Title:Integrated Bioinformatics and Machine Learning Algorithms Analyses
Highlight Related Pathways and Genes Associated with Alzheimer's
Disease
Volume: 17
Issue: 3
Author(s): Hui Zhang , Qidong Liu, Xiaoru Sun, Yaru Xu, Yiling Fang, Silu Cao, Bing Niu*Cheng Li*
Affiliation:
- School of Life Sciences, Shanghai
University, Shanghai 200444, P.R. China
- Department of Anesthesiology and Perioperative Medicine, Shanghai Fourth People’s Hospital,
School of Medicine, Tongji University, Shanghai 200434, China
- Translational Research Institute of Brain and Brain-
Like Intelligence, Shanghai Fourth People's Hospital, School of Medicine, Tongji University, Shanghai 200434, China
- Clinical Research Center for Anesthesiology and Perioperative Medicine, Tongji University, Shanghai 200434, China
Keywords:
Alzheimer’s disease, entorhinal cortex, machine learning, bioinformatics, expressed key genes, G protein-coupled receptor.
Abstract:
Background: The pathophysiology of Alzheimer's Disease (AD) is still not fully studied.

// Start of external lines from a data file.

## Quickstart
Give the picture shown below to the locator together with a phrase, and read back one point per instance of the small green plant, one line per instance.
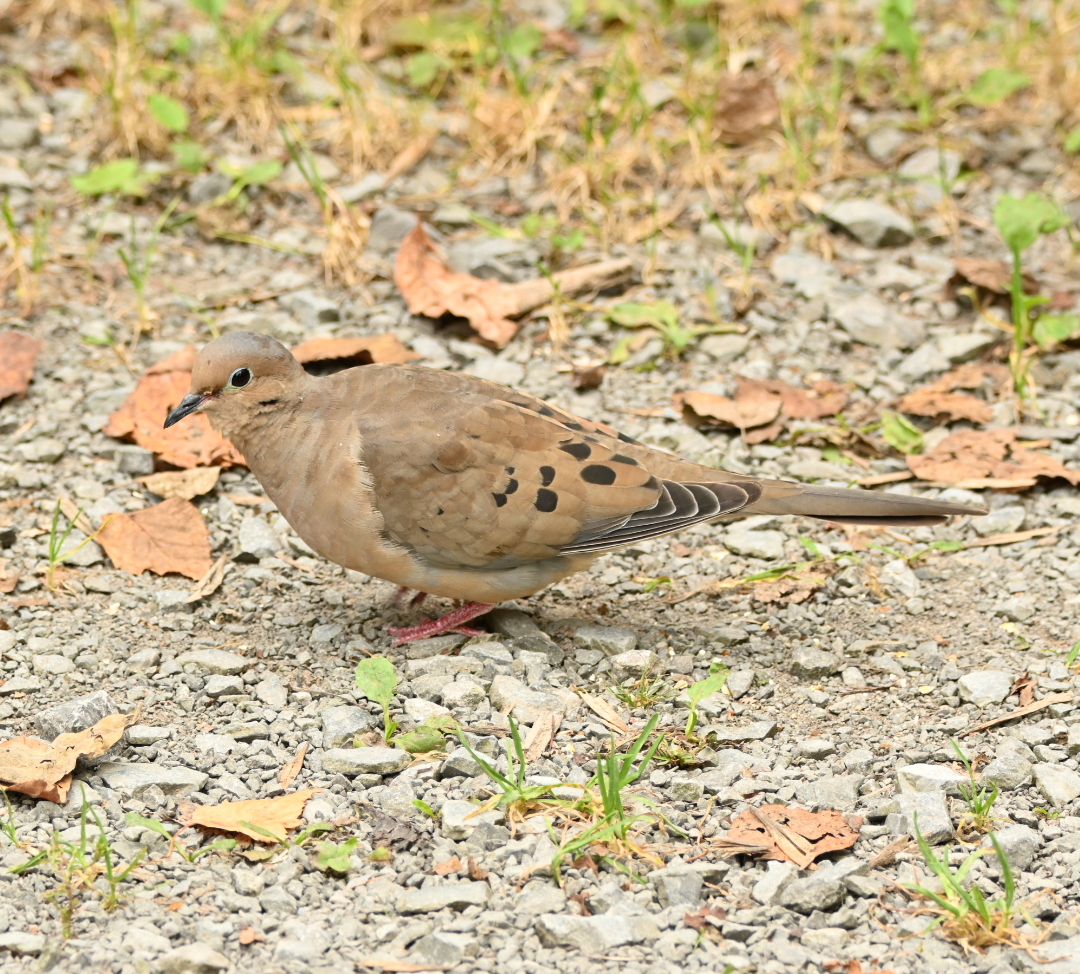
(429, 735)
(901, 433)
(646, 691)
(966, 916)
(979, 798)
(376, 679)
(334, 857)
(134, 819)
(1021, 222)
(662, 319)
(513, 792)
(81, 869)
(615, 772)
(697, 692)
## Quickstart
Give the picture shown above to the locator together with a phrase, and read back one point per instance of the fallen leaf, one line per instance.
(18, 352)
(982, 454)
(377, 349)
(746, 105)
(43, 770)
(274, 815)
(792, 834)
(993, 275)
(755, 407)
(432, 289)
(169, 537)
(185, 484)
(948, 405)
(210, 582)
(142, 418)
(287, 774)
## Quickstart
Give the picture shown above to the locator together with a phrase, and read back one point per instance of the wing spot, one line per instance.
(598, 473)
(578, 450)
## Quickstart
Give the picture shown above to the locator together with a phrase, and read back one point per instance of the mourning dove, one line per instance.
(459, 487)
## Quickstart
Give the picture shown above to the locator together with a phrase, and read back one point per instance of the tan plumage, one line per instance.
(459, 487)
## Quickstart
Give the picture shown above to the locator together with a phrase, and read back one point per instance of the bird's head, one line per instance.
(237, 377)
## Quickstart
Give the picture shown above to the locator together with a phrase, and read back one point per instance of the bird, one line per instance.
(458, 487)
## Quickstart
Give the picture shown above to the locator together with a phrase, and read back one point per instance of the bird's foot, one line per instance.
(451, 622)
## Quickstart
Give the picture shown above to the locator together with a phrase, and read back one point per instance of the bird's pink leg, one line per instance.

Objective: This study aimed to explore the differently expressed key genes in AD and build a predictive
model of diagnosis and treatment.
Methods: Gene expression data of the entorhinal cortex of AD, asymptomatic AD, and control samples
from the GEO database were analyzed to explore the relevant pathways and key genes in the progression
of AD. Differentially expressed genes between AD and the other two groups in the module were
selected to identify biological mechanisms in AD through KEGG and PPI network analysis in
Metascape. Furthermore, genes with a high connectivity degree by PPI network analysis were selected
to build a predictive model using different machine learning algorithms. Besides, model performance
was tested with five-fold cross-validation to select the best fitting model.
Results: A total of 20 co-expression gene clusters were identified after the network was constructed.
Module 1 (in black) and module 2 (in royal blue) were most positively and negatively correlated with
AD, respectively. Total 565 genes in module 1 and 215 genes in module 2, respectively, overlapped in
two differentially expressed genes lists. They were enriched in the G protein-coupled receptor signaling
pathway, immune-related processes, and so on. 11 genes were screened by using lasso logistic regression,
and they were considered to play an important role in predicting AD samples. The model built by
the support vector machine algorithm with 11 genes showed the best performance.
Conclusion: This result shed light on the diagnosis and treatment of AD.